По пути разговор в основном велся все больше шутливый, с подковырочками, легкими и безобидными от Евпатия и более колкими и острыми со стороны Доброгневы. Единственный раз, отчего-то вспомнив дюжего детину на княжеском дворе, она всерьез спросила:
— А ты и впрямь бы согласился катом стать?
Евпатий искоса взглянул на свою спутницу и, отбросив в сторону свое обычное ерничество, задумчиво протянул:
— Ну, ежели только для Парамона, да и то не ведаю, смог бы я в себе силы найти, чтобы шелепугу об эту падаль марать. Хотя, памятуя, сколько душ он загубил кнутовищем своим, мыслю, что смог бы. К тому же, — он усмехнулся и уже дурашливым тоном продолжил: — Как тут отказать, коль великий князь рязанский повелеть изволит.
— И как же вы Каину этому служите доселе? — задумчиво произнесла Доброгнева, не давая Евпатию вновь перейти на шуточки-прибауточки.
— Каином он лишь седмицу назад стал, — возразил Коловрат, вновь посерьезнев. — А так все они одним миром мазаны — князья-то наши. Мыслю я, что и Константин, в поруб посаженный, не больно-то лучше.
— Он братьев своих не убивал, — возразила Доброгнева.
— Только в этом и разница у них, — вздохнул сокрушенно Евпатий. — В остальном же ее и вовсе нет. И не спорь со мной, — оборвал он хотевшую что-то пояснить девушку. — Видел я их обоих год назад. Аккурат в эту пору дело было. И гульбища их окаянные тоже видел. Твой князь одну отличку супротив моего и имеет — лик пригожий, а души у них обоих черные.
— Ежели все так, то отчего ему дед Всевед пособил, от смерти спас, да еще знак тайный на шею надел?
— Вот тут тайна для меня глубокая, — развел руками Евпатий. — Помогать ему я, конечно, буду, только мыслю, не обманулся ли старый волхв. Или и впрямь князь твой так резко изменился за последнее лето? — протянул он задумчиво и недоверчиво хмыкнул: — Да ведь не младень же он несмышленый. В его лета так не бывает.
— Бывает, — упрямо буркнула Доброгнева, не зная, каким был Константин, но зато отлично зная, каков он ныне, и желая во что бы то ни стало защитить доброе имя названого братца.

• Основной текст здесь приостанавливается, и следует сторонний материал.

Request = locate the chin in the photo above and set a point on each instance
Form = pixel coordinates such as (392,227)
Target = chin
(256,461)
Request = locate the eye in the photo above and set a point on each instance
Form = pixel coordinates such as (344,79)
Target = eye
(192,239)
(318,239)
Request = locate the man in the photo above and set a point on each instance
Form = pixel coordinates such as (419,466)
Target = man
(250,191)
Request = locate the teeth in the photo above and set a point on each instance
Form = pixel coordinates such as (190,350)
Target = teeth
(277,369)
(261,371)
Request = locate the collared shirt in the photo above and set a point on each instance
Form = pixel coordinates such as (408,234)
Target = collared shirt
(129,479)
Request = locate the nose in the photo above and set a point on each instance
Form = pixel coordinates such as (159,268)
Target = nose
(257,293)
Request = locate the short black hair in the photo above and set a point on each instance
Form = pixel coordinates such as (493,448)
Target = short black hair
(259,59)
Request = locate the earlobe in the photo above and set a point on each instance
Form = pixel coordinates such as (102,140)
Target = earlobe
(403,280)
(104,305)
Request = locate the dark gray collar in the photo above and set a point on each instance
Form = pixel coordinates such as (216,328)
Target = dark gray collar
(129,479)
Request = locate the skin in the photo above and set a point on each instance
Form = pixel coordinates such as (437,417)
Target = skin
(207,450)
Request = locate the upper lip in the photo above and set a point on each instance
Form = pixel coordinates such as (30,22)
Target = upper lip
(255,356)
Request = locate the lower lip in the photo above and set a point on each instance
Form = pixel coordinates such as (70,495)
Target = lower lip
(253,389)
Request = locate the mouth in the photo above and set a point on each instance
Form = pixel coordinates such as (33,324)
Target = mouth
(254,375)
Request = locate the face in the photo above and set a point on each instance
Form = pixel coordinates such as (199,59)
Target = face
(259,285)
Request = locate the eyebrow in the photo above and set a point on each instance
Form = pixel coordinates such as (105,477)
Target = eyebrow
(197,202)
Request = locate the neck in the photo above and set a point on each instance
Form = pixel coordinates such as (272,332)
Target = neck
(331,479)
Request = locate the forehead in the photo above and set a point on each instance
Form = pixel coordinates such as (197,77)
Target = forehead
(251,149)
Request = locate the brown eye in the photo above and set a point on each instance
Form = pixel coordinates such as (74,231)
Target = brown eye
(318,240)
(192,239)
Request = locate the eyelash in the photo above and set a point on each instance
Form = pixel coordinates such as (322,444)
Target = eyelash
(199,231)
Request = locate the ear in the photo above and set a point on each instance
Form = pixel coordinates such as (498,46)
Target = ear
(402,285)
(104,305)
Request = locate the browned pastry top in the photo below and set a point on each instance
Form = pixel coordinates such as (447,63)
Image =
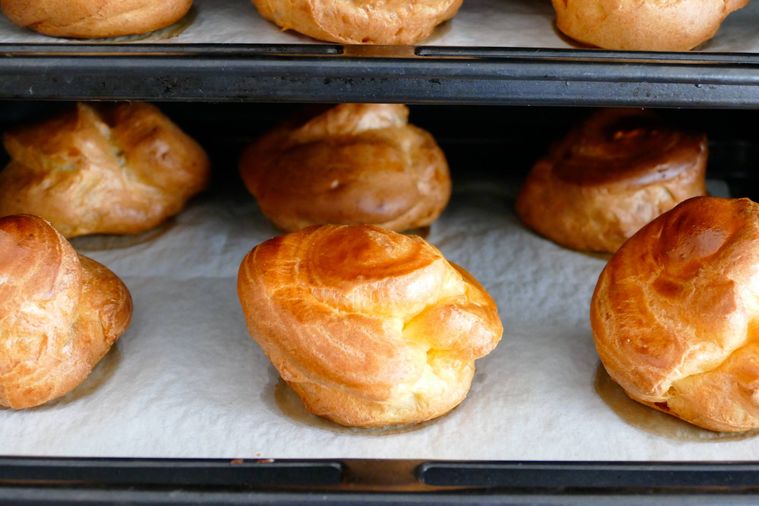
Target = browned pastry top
(59,316)
(390,22)
(643,25)
(94,18)
(370,327)
(609,176)
(355,163)
(110,169)
(674,314)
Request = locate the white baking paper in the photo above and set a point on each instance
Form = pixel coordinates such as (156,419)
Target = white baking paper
(187,381)
(495,23)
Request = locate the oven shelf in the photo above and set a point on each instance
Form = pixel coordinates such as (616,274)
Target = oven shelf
(326,73)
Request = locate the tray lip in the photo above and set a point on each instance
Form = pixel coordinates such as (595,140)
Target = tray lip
(372,477)
(330,73)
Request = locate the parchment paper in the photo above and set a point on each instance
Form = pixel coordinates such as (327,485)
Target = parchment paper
(499,23)
(187,381)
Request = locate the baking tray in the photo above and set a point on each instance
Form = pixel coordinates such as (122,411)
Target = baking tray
(476,136)
(495,52)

Коловрат, очевидно, махнул рукой на упертую девку, дольше спорить не стал, но к веселому прежнему тону возвращаться не спешил. Доброгнева тоже помалкивала, и остаток пути до избушки бабки они проделали молча. Завидев в крохотном оконце, затянутом мутным бычьим пузырем, две приближающиеся к избушке фигуры, Стоян, уже добрых два часа сидевший в нетерпеливом ожидании Доброгневы у бабки и держащийся за поясницу — дескать, прострел замучил, облегченно вздохнул. Тут же щедрой рукой он извлек из кошеля пару восточных серебряных монет, нарядив бабку на торжище за всякой снедью и пояснив:
— Сытый лекарь завсегда лучше лечит, потому как добрый. А у тебя, поди-ка, и мыши все с голоду передохли.
* * *
Бысть такоже у христианнейшего Глеба слуга, всяко обласканный, но под речами льстивыми скрываша душу черную и гнусны деяния твориша в нощи темнай. А прозвищем бысть оный зловред — Коловрат.Из Суздальско-Филаретовской летописи 1236 года.
* * *
И бысть о ту пору на Резани в воях Стоян-сотник, а тако ж Евпатий, прозвищем Коловрат. И вои оные, душою за Константина страждучи, измышляша разно, како ему леготу учинити.Из Владимирско-Пименовской летописи 1256 года.
* * *
Скорее всего, имя Евпатия Коловрата, столь знаменитое впоследствии, в описываемое нами время всплыло в летописях совершенно случайно, ибо не мог столь юный воин играть хоть мало-мальски значимую роль. Или же возможен другой вариант — это был его отец, так же крещенный Евпатием. Коловрат же — общеродовое прозвище. Тогда все сходится.Албул О. А. Наиболее полная история российской государственности.